While it doesn’t happen every year, wolf attacks on dogs in outlying areas of Fairbanks are not uncommon, especially given the number of sled dog lots there are in places like Two Rivers, the Goldstream Valley and Salcha, Young said.

“It’s not unusual,” he said. “It seems like it happens every three or four years.”

The Lesages’ property is “right on the edge of civilization,” Young said.

It was unknown if the wolves remained in the area, but Young advised residents to keep a close eye on their pets and children when they’re outside.

“We have no idea whether these wolves are going to leave the area or hang around the area,” he said. “They’ve already taken one dog.”

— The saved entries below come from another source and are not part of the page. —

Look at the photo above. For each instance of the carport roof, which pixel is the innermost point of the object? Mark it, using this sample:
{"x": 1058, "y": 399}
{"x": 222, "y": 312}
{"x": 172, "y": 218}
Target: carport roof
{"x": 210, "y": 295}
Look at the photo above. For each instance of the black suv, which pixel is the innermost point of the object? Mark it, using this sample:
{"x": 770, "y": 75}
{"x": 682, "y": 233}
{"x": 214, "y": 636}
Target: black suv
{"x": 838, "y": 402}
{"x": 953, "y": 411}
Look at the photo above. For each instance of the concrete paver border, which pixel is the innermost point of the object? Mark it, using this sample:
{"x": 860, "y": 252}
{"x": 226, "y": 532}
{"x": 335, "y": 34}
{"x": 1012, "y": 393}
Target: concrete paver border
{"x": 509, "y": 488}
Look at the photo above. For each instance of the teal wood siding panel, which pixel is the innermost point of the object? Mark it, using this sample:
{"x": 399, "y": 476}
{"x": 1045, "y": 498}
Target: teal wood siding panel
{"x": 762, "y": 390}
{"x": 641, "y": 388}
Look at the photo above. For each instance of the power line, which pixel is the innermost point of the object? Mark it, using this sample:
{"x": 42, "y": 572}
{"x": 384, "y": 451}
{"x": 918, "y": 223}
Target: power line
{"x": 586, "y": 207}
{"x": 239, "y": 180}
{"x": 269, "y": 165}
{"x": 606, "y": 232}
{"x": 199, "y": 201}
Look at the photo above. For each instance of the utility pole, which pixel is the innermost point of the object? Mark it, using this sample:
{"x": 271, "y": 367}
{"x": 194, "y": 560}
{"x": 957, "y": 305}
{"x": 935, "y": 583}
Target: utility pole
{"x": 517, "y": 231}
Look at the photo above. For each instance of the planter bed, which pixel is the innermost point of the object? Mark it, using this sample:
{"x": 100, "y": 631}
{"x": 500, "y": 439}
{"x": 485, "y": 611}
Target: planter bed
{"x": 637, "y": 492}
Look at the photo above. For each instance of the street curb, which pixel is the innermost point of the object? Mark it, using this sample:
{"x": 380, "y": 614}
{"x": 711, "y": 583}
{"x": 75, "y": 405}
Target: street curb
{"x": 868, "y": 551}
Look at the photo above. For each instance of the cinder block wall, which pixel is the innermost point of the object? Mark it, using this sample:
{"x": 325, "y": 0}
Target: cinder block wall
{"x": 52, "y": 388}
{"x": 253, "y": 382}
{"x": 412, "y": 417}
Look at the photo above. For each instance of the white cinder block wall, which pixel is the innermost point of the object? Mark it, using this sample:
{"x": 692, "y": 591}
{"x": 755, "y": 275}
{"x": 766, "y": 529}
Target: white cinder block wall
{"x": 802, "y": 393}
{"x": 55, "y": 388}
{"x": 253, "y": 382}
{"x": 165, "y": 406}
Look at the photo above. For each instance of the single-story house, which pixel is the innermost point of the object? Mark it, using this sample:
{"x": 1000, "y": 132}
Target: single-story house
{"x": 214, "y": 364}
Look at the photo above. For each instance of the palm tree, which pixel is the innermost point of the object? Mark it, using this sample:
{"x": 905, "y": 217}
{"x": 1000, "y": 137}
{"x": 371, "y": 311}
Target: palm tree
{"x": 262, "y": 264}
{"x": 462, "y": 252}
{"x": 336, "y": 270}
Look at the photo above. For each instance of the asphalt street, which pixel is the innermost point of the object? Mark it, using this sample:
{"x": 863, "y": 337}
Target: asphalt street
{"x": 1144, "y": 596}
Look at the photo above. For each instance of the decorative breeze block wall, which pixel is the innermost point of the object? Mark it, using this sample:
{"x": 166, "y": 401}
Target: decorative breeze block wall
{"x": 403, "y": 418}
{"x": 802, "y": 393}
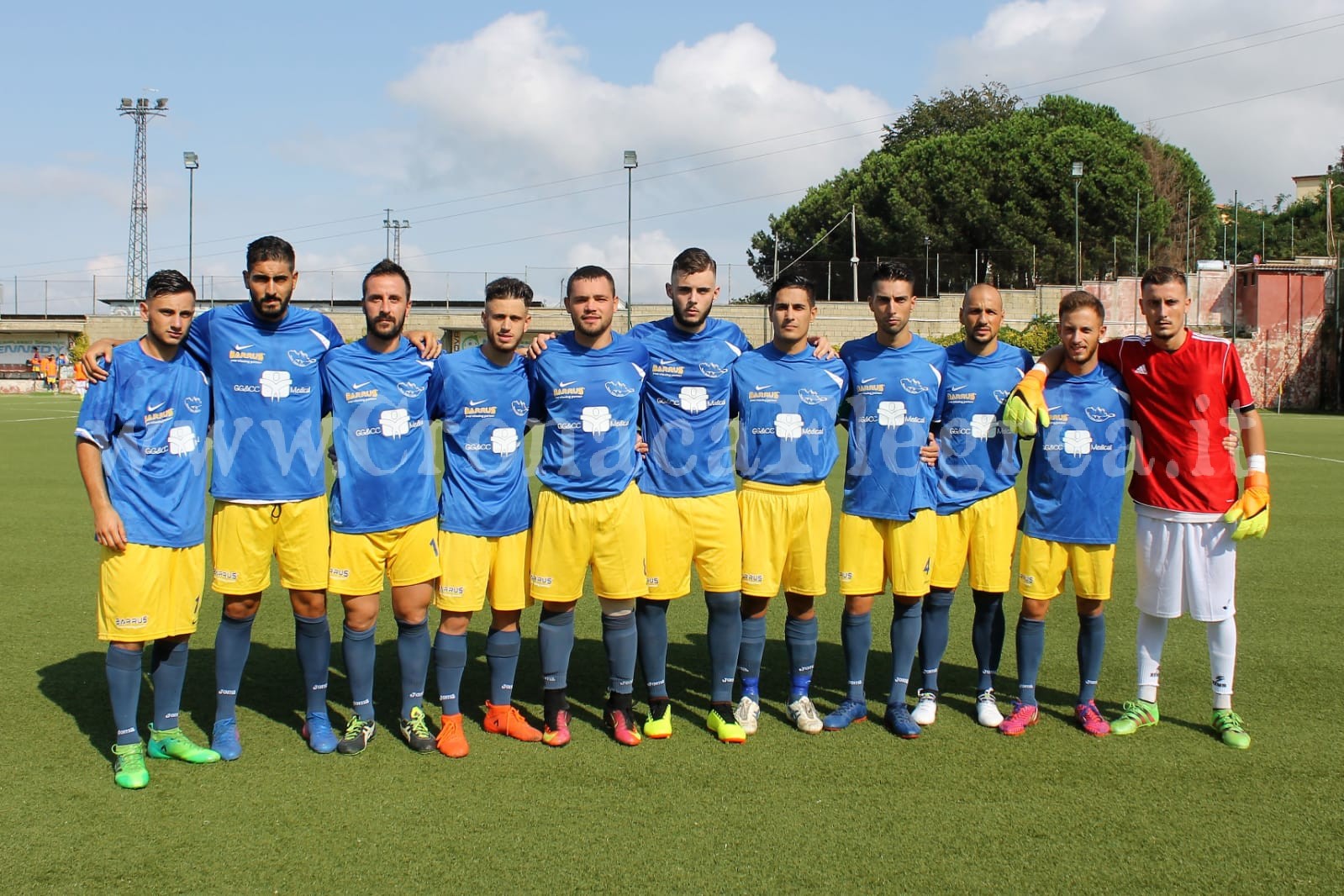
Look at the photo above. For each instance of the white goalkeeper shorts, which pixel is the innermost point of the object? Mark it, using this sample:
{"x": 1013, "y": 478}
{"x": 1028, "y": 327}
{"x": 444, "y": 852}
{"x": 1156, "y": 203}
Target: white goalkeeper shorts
{"x": 1186, "y": 563}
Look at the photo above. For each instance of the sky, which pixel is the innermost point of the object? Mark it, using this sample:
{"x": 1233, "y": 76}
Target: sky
{"x": 499, "y": 134}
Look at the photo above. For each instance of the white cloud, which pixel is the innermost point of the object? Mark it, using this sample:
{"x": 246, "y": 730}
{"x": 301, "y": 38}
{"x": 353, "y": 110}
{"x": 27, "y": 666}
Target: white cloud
{"x": 1058, "y": 46}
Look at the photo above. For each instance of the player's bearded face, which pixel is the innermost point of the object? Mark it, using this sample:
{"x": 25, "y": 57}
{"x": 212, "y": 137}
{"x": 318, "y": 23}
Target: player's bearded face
{"x": 271, "y": 284}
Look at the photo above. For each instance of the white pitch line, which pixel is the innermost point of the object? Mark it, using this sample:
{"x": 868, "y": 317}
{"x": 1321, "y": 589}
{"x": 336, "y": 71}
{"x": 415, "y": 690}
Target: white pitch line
{"x": 1308, "y": 457}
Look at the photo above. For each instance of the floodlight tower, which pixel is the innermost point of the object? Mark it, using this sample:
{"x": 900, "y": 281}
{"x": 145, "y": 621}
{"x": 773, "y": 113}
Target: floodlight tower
{"x": 137, "y": 251}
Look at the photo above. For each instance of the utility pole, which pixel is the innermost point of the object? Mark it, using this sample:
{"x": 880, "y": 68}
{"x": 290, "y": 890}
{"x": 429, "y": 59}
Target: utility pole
{"x": 137, "y": 249}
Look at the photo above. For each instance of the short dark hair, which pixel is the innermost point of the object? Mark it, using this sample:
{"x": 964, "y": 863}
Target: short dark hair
{"x": 590, "y": 271}
{"x": 693, "y": 261}
{"x": 1078, "y": 300}
{"x": 1162, "y": 274}
{"x": 386, "y": 266}
{"x": 509, "y": 287}
{"x": 890, "y": 271}
{"x": 168, "y": 282}
{"x": 271, "y": 249}
{"x": 793, "y": 281}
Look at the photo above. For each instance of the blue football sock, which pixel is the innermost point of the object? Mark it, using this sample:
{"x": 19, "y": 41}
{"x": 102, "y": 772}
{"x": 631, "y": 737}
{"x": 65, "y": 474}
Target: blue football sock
{"x": 1092, "y": 645}
{"x": 124, "y": 688}
{"x": 800, "y": 640}
{"x": 724, "y": 635}
{"x": 987, "y": 635}
{"x": 906, "y": 624}
{"x": 413, "y": 657}
{"x": 502, "y": 649}
{"x": 1031, "y": 648}
{"x": 652, "y": 631}
{"x": 361, "y": 653}
{"x": 314, "y": 645}
{"x": 233, "y": 642}
{"x": 933, "y": 635}
{"x": 556, "y": 644}
{"x": 168, "y": 672}
{"x": 449, "y": 664}
{"x": 856, "y": 640}
{"x": 621, "y": 642}
{"x": 749, "y": 656}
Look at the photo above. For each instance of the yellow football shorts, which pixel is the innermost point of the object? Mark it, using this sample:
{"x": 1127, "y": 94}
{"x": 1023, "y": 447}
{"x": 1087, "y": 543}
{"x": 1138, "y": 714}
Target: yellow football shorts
{"x": 1042, "y": 568}
{"x": 473, "y": 567}
{"x": 605, "y": 535}
{"x": 700, "y": 530}
{"x": 985, "y": 534}
{"x": 245, "y": 536}
{"x": 785, "y": 530}
{"x": 406, "y": 555}
{"x": 877, "y": 551}
{"x": 150, "y": 593}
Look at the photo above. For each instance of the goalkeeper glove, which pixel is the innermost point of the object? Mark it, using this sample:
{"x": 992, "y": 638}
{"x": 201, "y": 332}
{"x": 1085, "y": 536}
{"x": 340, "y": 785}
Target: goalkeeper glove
{"x": 1025, "y": 406}
{"x": 1250, "y": 514}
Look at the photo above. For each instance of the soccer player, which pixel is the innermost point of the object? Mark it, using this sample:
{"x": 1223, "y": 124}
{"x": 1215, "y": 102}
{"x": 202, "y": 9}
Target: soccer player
{"x": 888, "y": 521}
{"x": 484, "y": 514}
{"x": 586, "y": 387}
{"x": 266, "y": 476}
{"x": 382, "y": 505}
{"x": 1075, "y": 482}
{"x": 978, "y": 507}
{"x": 787, "y": 402}
{"x": 1184, "y": 488}
{"x": 141, "y": 451}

As for the risk to humans, most notably children, “it’s always better to err on the side of caution,” Young said.

“I don’t think anybody should panic,” he said. “Most interactions between wolves and people are wolves that have been habituated or been fed and we have no indication that’s the case with these wolves.”

Young knows of a trapper who lives in the area and said the department will contact him to let him know there are wolves in the area. The trapping season opens today, Young said.

Other than a cracked tooth and the fact she was “a little bit slow,” Shilo was in good health for a dog her age, said Ed Lesage. The fact that Shilo was killed on Halloween was somewhat creepy, he said.

“We got the dog on Halloween night in 1993,” Lesage said. “We picked her up as a stray when we were stationed (with the military) in Naples, Italy.”